"39% and 54% of deleterious mutations occur in African/African-American (AFR) and non-Finnish European (EUR) strains, respectively. The prevalence of deleterious mutations in Latin American (AMR), East Asian (EAS), South Asian (SAS), and European Finland (FIN) strains is 2-10%. Amish (AMI) and Askenazi Jews (ASJ) show no deleterious mutations for this receptor.”

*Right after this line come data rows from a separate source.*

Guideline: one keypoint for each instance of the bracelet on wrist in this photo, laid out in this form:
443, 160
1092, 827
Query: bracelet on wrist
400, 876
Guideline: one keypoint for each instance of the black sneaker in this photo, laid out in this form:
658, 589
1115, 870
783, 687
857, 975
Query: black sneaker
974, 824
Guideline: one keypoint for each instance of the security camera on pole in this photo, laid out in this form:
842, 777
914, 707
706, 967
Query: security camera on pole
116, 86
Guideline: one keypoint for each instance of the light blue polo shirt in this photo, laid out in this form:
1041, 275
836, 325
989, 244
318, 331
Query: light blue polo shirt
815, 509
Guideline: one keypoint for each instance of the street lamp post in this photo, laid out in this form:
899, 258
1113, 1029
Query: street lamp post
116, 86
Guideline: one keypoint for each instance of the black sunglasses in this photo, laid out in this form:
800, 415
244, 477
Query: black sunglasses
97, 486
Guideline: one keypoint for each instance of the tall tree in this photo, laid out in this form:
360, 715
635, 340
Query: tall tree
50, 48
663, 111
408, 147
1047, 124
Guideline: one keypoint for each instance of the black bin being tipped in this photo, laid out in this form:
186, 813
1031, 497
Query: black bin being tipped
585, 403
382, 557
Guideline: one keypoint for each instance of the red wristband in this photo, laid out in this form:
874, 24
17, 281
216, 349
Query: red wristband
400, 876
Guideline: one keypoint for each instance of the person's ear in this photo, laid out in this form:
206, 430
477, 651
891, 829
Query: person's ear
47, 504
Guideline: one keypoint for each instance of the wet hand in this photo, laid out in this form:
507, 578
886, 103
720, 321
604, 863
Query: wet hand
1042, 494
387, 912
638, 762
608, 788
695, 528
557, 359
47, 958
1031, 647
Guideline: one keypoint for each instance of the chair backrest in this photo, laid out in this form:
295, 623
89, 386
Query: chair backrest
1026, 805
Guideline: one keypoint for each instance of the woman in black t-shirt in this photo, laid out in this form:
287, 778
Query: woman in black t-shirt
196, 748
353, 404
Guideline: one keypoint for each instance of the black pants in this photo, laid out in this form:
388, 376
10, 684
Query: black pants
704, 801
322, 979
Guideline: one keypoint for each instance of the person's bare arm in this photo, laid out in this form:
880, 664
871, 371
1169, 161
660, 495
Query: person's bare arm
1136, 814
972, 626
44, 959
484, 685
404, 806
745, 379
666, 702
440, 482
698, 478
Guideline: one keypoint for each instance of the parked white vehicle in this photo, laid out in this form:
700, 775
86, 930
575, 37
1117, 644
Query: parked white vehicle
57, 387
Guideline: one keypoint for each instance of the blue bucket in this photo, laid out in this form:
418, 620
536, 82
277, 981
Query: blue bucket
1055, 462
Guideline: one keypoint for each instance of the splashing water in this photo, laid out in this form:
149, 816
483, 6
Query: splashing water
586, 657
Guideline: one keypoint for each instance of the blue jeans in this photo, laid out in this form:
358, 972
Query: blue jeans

"Concerning the TMPRSS2 receptor, 22 out of 63 (35%) identified deleterious mutations are reported by AFR, 37 out of 63 (59%) are reported by EUR, while FIN, EAS and SAS each report 4 out of 63 deleterious mutations. Askenazi: 3 of 63, Amish: 1 of 63."
"The study goes on to suggest therapies based on the combination of hydroxychloroquine (ACE2 inhibitor) and Camostat (TMPRSS2 inhibitor), to be combined according to the viral status and the receptors most involved in the infection."
"Apart from the fact that it is becoming increasingly clear that effective therapies have been possible since 2020 itself, we are left with the factual consideration that a chimera virus engineered in a Chinese laboratory (question: with the collaboration of European and American virologists?) spread throughout the world and, by exploiting those risk factors of an ethnic type, has unloaded its virulence essentially on Europeans and Americans (Although Africans at risk were already covered by antimalarials), leaving relatively less exposed (and with known therapies) the Scandinavian, Native American, Asian, Amish (Germanic), and Ashkenazi stock."